(146a) “What Has Gone Right (and Wrong) When Upgrading Buildings”

T1A38 Facility Siting Studies (FSS) – Specific Recommendations After a Study

Thomas H. Anderson, P.E.

BakerRisk

3330 Oakwell Court, Suite 100, San Antonio, Texas, 78218

tanderson@bakerrisk.com

Travis J. Holland, P.E.

BakerRisk

3330 Oakwell Court, Suite 100, San Antonio, Texas, 78218

tholland@bakerrisk.com

Keywords: Building Upgrades, Construction Cost, Facility Siting, Mitigation Plan

Title: “What Has Gone Right (and Wrong) When Upgrading Buildings”

A common result of a facility siting study is the identification of a building that does not meet the owner’s risk criteria. One solution often considered is strengthening or modifying the building to improve the building’s blast, thermal, or toxic performance (i.e., hazard resistance). This mitigation approach can be advantageous compared to constructing a replacement building when the building in question is integral to the facility’s process (e.g., control room). On the other hand, the requirements to improve the hazard resistance of a building often require extensive and invasive upgrades that may limit the functionality of the building during construction and after project completion.

The date of construction of buildings within industrial facilities often predates consideration of significant blast, thermal, and toxic hazards. Older buildings may have low inherent hazard resistance due to the type of building materials utilized, dated construction practices, and degradation over the building’s life span. Some of these limiting characteristics may also contribute to the building not meeting modern design code requirements (e.g., wind loading). However, these buildings often house critical facility functions, and relocating these critical facility functions may be challenging due to the cost of rerouting critical equipment or the lack of suitable real estate within the plant boundary.

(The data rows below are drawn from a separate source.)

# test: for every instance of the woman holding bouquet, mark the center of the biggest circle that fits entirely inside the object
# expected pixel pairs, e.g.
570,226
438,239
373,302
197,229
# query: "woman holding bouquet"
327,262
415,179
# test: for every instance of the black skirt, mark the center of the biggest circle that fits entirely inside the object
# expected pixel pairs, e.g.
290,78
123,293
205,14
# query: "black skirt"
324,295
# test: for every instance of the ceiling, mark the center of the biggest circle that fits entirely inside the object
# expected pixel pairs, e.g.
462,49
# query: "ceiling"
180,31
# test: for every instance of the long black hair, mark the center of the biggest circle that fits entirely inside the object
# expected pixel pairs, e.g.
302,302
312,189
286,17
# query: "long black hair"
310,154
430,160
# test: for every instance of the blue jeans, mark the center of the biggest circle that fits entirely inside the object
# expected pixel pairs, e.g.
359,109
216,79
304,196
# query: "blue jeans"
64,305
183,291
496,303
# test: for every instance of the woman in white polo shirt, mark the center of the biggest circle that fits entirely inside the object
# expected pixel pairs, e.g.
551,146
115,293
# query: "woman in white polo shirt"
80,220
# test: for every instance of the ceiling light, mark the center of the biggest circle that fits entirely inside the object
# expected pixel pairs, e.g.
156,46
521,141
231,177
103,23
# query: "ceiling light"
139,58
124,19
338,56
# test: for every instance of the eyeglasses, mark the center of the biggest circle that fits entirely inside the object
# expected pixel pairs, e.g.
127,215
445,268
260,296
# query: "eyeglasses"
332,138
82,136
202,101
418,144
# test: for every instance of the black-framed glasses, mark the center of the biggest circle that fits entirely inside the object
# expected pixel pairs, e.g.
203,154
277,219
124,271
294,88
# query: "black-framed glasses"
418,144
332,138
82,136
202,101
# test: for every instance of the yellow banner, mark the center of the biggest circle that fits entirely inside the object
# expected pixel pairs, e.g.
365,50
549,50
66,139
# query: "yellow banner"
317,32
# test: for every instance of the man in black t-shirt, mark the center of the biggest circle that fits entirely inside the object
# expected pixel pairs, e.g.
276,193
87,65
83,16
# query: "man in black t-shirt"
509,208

Strengthening or modifying (i.e., upgrading) an existing building can be a solution to improve the hazard resistance of an existing building when a function cannot be relocated. There are demonstrated methods to improve the hazard resistance of dated construction, such as improving the blast resistance of unreinforced masonry walls by in-place strengthening, enhancing thermal resistance through the addition of concrete barrier walls, and improving toxic resistance by constructing interior shelter-in-place rooms. These solutions can be implemented with minimal impact on the operations housed in the building. The success of these upgrade projects is contingent on the completion of feasibility level designs (that identify multiple upgrade solutions) that can be coordinated with project stakeholders to concentrate on an optimal upgrade solution that minimizes disruptions while achieving the desired risk reduction. Discussions that must take place during this feasibility exercise include consideration of potential occupancy reduction, hazard reduction through source mitigation, and multiple building upgrade methods to achieve an acceptable risk reduction. Feasibility designs should include estimates of the cost of upgrade implementation, including construction cost, impacts to personnel and operation, and any cost associated with relocation of process related equipment.

However, upgrading existing buildings that were not originally intended to protect from blast, thermal, or toxic events can be challenging. These challenges are amplified when the target risk reduction is significant and with increased building age. Identifying these challenges early in the feasibility process can lead to an early decision to select building replacement as the optimal solution. Some of these challenges include access to the building’s exterior surfaces, the requirement to reroute controls, the potential to break weather barriers to complete the upgrade, interference with in-place utilities, and interference with in-place information technology and/or communications equipment. Not accounting for these potential risks in early feasibility studies can lead to inaccurate project cost estimates and may remove the objectivity of considering other mitigation solutions.

This paper aims to provide a narrative of experience to help evaluate when a building upgrade is a viable option to reduce blast, thermal, and toxic hazards. Through consideration of previous project successes and challenges, an educated decision can be made on when to invest money to pursue an upgrade or when a building replacement should rather be considered.